Utente
Sono un uomo di 37 anni da una decina di mesi ho avuto dei disturbi per quanto riguarda eiaculazione e sensibilità del pene che gradatamente si sono leggermente accentuati con il passare del tempo.
Faccio una sintesi dell'ultimo anno da quando ho cominciato ad accusare questa problematica:tra le patologie in cui ho cercato di trovare delle risposte sono state una radiografia ed una risonanza alla colonna vertebrale,ciò per il fatto che ho una cervicalgia ed dolore lombare quasi continuo.
Risultato discopatia multipla degenerativa a 6 vertebre lombari e ernia cervicale.
I seguito per gastrite ricorrente e dolori addominali ho fatto una gastroscopia esito gastrite nervosa e fin qui " ordinaria amministrazione".
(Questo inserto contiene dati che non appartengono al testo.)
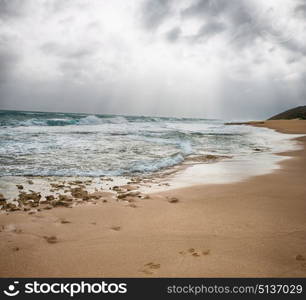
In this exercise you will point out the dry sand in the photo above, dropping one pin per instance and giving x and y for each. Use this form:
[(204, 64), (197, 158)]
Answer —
[(248, 229)]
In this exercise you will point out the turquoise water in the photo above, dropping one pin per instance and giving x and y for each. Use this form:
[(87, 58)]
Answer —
[(71, 144)]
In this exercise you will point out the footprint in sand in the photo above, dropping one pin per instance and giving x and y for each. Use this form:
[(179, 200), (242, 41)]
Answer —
[(116, 228), (195, 253), (300, 257), (150, 267), (51, 239), (65, 221)]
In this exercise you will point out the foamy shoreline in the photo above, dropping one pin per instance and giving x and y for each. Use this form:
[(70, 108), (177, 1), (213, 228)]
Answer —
[(254, 227)]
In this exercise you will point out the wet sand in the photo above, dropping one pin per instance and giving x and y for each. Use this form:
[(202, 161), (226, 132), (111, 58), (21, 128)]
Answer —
[(256, 227)]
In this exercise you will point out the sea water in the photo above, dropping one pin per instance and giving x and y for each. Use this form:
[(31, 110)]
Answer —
[(73, 144)]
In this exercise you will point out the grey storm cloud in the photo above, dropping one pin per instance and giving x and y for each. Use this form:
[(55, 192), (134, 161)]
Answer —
[(208, 58), (212, 28), (66, 51), (155, 11), (11, 8), (173, 34)]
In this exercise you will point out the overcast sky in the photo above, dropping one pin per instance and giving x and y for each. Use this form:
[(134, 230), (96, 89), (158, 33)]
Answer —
[(238, 59)]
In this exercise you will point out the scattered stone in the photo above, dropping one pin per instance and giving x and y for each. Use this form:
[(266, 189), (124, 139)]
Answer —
[(48, 207), (65, 222), (300, 257), (24, 197), (173, 200), (50, 198), (116, 228)]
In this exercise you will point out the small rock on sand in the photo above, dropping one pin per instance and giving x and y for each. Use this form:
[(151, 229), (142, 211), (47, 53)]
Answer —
[(116, 228), (173, 200), (51, 239), (300, 257)]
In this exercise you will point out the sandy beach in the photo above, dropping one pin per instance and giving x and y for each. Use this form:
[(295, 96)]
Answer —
[(253, 228)]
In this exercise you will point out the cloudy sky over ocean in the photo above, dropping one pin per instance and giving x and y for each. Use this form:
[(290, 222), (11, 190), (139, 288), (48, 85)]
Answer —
[(240, 59)]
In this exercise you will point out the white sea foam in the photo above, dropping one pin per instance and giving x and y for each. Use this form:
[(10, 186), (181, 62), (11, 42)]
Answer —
[(93, 145)]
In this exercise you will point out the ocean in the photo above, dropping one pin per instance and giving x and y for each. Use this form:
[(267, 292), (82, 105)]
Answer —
[(74, 144)]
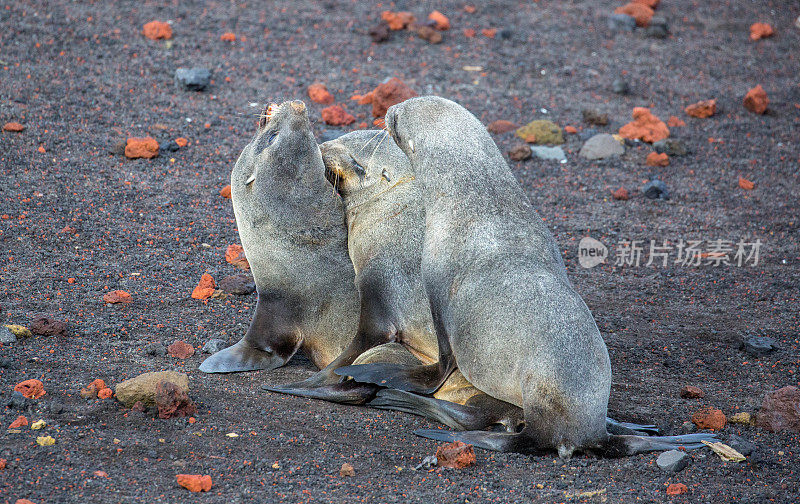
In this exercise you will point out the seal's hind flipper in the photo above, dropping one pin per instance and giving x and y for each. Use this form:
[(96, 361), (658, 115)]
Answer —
[(419, 379), (241, 357)]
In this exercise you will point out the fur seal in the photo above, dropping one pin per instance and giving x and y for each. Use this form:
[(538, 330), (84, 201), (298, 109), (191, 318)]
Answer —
[(504, 311), (293, 233)]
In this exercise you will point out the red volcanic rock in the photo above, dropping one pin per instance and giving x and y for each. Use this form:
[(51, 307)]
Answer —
[(709, 418), (141, 148), (155, 30), (645, 126), (320, 94), (205, 288), (117, 297), (336, 116), (456, 455), (756, 100), (387, 94)]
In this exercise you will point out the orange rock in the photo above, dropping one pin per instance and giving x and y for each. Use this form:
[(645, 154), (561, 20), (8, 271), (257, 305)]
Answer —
[(645, 126), (13, 127), (141, 147), (337, 116), (640, 12), (702, 109), (756, 100), (117, 297), (235, 255), (501, 126), (456, 455), (656, 159), (180, 350), (674, 122), (319, 94), (195, 482), (621, 194), (205, 287), (155, 30), (21, 421), (398, 20), (677, 489), (709, 418), (442, 22), (760, 30), (32, 389)]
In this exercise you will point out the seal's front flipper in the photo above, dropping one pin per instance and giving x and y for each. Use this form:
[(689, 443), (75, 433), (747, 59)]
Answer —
[(241, 357), (419, 379)]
Quando poi accusavo un peggioramento della sensibilità del pene dolori in erezione ai testicoli non più un' eiaculazione quasi forzata con indolenzimento alla base del pene si rimaneva per qualche ora,un dolore tipo lombare ,che si attenua leggermente dopo l'eiaculazione e il calo della libido (credo di conseguenza)faccio una visita urologica con esplorazione rettale ed ecografia vescica e prostata,inoltre urocoltura e spermiocoltura consigliata dall'urologo stesso,esito analisi negative ritornerò per uroflussometria .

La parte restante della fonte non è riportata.